El amo de la posada de un pueblo considera mucho más al compadre suyo que al forastero rico.
Esto me parece muy bien. Yo soy de los que creen que el dinero no es apenas de uno; solamente son de uno los instintos y las pasiones, las enfermedades y los deseos.
Salí de Tafalla de noche, antes de que apuntara la mañana, y comencé a marchar.

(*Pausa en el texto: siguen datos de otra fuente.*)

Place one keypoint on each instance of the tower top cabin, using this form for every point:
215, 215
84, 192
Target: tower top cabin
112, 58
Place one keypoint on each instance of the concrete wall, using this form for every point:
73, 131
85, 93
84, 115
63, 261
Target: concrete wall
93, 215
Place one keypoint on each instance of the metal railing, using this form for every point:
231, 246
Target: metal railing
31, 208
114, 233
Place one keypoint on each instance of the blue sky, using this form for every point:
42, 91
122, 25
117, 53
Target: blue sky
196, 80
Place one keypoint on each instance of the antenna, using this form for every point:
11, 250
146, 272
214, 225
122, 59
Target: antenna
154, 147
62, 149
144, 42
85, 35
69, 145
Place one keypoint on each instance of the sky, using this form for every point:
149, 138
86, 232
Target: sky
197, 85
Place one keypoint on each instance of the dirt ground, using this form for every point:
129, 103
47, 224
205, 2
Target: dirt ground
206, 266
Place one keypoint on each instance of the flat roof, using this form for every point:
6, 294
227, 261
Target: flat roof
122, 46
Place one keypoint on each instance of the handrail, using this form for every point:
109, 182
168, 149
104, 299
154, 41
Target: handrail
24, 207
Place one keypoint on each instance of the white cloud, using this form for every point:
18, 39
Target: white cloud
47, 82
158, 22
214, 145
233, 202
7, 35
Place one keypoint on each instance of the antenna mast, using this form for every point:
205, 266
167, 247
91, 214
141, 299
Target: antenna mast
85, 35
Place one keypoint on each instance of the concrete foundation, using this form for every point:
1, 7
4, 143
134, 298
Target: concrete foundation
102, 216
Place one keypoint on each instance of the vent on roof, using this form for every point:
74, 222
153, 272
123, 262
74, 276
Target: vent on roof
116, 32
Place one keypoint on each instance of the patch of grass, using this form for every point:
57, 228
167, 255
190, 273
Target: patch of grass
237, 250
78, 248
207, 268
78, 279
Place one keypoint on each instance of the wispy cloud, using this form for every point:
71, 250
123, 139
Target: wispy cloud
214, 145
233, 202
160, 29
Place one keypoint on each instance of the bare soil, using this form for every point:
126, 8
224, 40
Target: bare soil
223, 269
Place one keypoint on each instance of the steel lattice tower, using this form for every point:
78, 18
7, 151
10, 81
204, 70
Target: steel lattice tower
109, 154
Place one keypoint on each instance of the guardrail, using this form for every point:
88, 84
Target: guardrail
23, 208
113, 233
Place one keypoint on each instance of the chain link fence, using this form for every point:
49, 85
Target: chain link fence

Entreví en Olite al amanecer las torres amarillentas de su castillo y seguí por la orilla del Cidacos. Comenzó el día muy temprano. Persistía el horrible bochorno; tuve que ir quitándome ropa, y llevándola al brazo. Mi primera entrevista con la tierra llana española, era poco grata. Mi cuerpo marchaba en perpetuo incendio; tenía la cara roja, los ojos inyectados, las manos abultadas por la sangre. El maldito bochorno no desaparecía. El cielo seguía gris y el aire caliginoso.
Almorzamos Philonous y yo en la venta del Murillete, y tuvimos que detenernos en un pueblo requemado y polvoriento, con unas cuevas agujereadas en una tierra blanca y arenosa y una gente áspera y desabrida.